Sometimes you therefore have to twist a finger crazy, so that it does not reach the scanner properly.

The iPad Air does not have a screen with a refresh rate of 120 hertz, as can be found in the iPad Pro.

In addition, this tablet has only one 12 megapixel camera on the back, while the recent Pro models are equipped with two lenses.

And because the sensors for facial recognition are missing, there is also no depth camera on the front.

iPad Air is not a budget tablet

They are features that only the most avid of users would miss.

And the lack of this comes at a lower price: the iPad Air is sold from 669 euros, while a comparable iPad Pro costs at least 899 euros.

Remember, that's just the price for the iPad itself.

The accompanying stylus costs 135 euros, the latest iPad keyboard with built-in trackpad costs 339 euros.

A fully dressed iPad Air will add up to 1,143 euros - although not all those accessories are required.

It makes the new iPad Air absolutely no price fighter - Apple itself also sells cheaper tablets from 389 euros.

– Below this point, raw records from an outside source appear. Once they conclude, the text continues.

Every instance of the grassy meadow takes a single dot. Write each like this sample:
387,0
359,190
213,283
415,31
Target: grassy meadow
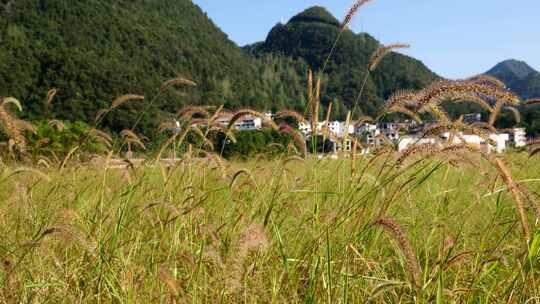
94,215
287,230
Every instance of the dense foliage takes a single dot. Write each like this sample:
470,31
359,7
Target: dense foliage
310,35
95,50
249,144
524,81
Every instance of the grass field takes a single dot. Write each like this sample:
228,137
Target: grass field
269,231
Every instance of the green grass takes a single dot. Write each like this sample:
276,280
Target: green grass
281,231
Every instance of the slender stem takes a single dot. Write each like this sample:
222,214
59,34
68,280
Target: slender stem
360,94
331,52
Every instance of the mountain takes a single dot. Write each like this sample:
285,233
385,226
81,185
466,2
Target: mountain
309,36
519,77
524,81
92,51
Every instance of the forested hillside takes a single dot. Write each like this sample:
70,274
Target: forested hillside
524,81
94,50
309,36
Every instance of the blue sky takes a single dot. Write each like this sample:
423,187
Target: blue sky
456,38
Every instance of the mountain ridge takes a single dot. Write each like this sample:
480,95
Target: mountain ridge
519,76
310,36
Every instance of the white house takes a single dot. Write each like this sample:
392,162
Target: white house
247,123
519,137
497,144
410,140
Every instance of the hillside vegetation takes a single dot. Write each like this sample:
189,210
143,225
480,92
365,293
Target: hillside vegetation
524,81
310,35
92,51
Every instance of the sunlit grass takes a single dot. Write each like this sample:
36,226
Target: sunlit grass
280,230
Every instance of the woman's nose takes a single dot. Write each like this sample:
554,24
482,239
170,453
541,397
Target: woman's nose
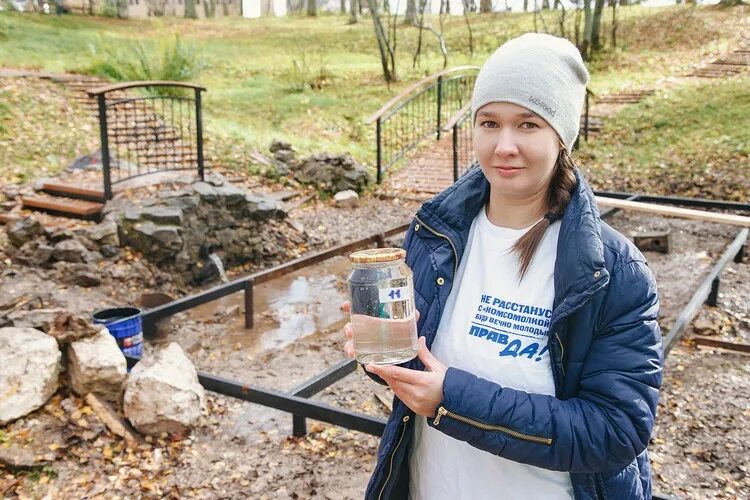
506,143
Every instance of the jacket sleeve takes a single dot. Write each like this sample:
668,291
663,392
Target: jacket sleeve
609,421
407,242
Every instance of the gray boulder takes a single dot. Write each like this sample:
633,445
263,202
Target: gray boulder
70,251
30,371
332,173
155,240
96,364
104,233
346,199
162,393
24,230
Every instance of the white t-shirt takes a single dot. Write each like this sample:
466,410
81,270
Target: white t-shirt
496,328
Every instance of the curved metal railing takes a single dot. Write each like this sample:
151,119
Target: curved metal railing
461,129
419,113
151,132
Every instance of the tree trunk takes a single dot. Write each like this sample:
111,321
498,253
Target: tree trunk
614,24
468,26
190,11
596,42
587,25
383,47
410,17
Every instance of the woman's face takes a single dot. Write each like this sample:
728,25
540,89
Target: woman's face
516,149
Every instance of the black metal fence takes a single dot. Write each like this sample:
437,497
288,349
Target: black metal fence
460,127
419,113
156,127
296,401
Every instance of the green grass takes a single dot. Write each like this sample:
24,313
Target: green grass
693,140
314,81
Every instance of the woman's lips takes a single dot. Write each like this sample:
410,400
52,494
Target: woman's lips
507,171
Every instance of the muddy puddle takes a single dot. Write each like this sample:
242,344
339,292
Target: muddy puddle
286,309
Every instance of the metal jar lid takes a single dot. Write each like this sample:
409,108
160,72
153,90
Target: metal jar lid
374,255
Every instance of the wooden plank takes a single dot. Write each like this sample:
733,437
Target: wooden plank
721,344
71,191
78,208
9,218
684,213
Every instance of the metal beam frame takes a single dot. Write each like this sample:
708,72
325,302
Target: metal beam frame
703,293
295,402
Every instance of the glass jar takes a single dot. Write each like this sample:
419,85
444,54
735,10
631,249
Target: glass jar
381,293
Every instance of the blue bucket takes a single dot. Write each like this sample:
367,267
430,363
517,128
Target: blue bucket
125,325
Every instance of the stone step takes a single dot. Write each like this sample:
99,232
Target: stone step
65,207
74,192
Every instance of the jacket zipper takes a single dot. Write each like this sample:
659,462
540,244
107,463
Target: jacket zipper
393,454
441,235
562,353
442,412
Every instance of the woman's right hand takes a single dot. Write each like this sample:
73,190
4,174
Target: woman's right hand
348,333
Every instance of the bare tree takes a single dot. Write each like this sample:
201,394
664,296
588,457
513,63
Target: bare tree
438,34
596,23
468,26
410,17
614,23
386,37
558,4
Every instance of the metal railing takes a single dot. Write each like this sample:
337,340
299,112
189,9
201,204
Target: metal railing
296,400
460,126
418,113
461,129
149,132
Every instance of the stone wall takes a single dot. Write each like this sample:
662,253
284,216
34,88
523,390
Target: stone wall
181,227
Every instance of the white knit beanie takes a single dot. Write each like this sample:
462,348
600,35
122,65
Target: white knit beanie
542,73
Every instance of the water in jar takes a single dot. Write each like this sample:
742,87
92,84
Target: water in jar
382,313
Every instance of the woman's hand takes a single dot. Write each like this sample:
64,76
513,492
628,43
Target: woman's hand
348,333
421,391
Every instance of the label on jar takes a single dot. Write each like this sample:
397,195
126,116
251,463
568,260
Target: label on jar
393,294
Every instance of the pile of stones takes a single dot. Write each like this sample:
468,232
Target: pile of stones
160,394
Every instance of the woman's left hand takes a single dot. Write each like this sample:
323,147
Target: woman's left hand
421,391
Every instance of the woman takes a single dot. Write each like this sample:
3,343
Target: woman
540,355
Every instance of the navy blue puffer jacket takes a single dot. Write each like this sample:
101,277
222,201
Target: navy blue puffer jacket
604,344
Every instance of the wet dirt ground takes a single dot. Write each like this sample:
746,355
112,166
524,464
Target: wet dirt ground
244,450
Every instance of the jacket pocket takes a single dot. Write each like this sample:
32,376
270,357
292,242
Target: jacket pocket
443,412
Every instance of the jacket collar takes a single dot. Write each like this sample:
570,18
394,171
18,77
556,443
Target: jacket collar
579,268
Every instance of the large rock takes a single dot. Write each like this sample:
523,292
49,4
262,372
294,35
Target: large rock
332,173
162,393
70,251
346,199
104,233
96,365
159,241
24,230
30,371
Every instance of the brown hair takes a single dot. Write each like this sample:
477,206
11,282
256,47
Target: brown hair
558,195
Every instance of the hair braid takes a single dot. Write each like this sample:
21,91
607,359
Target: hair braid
558,195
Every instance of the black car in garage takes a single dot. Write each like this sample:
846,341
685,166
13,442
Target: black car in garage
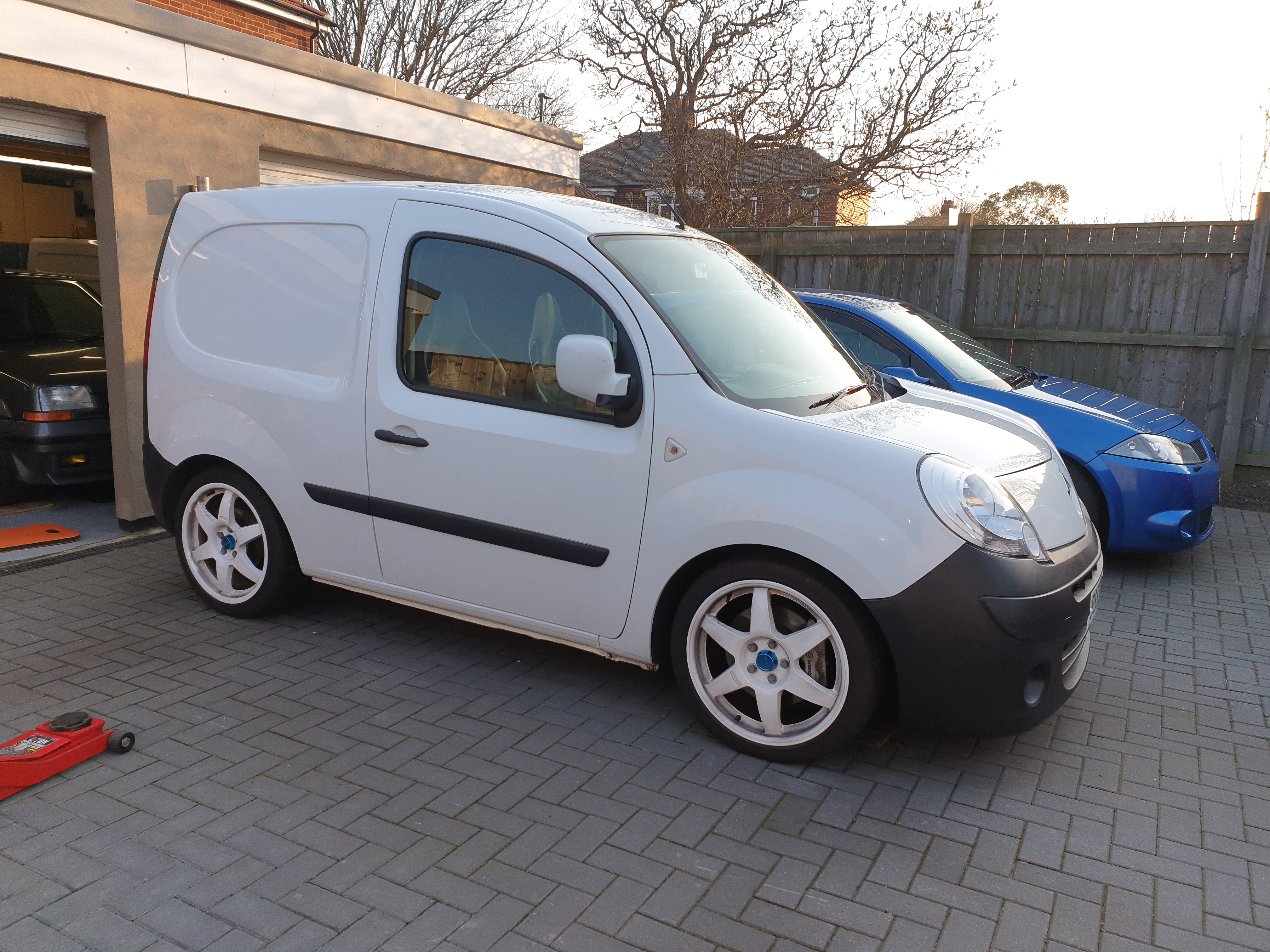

But the company is making the basics behind the much more expensive iPad Pro a bit more affordable - a trend that will presumably continue over time to all models that the tech giant sells.

Conclusion

The iPad Air takes the most important parts of the more expensive Pro and puts them in a slightly more affordable package.

Advanced extras are missing from this tablet, but will only be missed by a small group of people.

This new iPad Air is pro enough for many.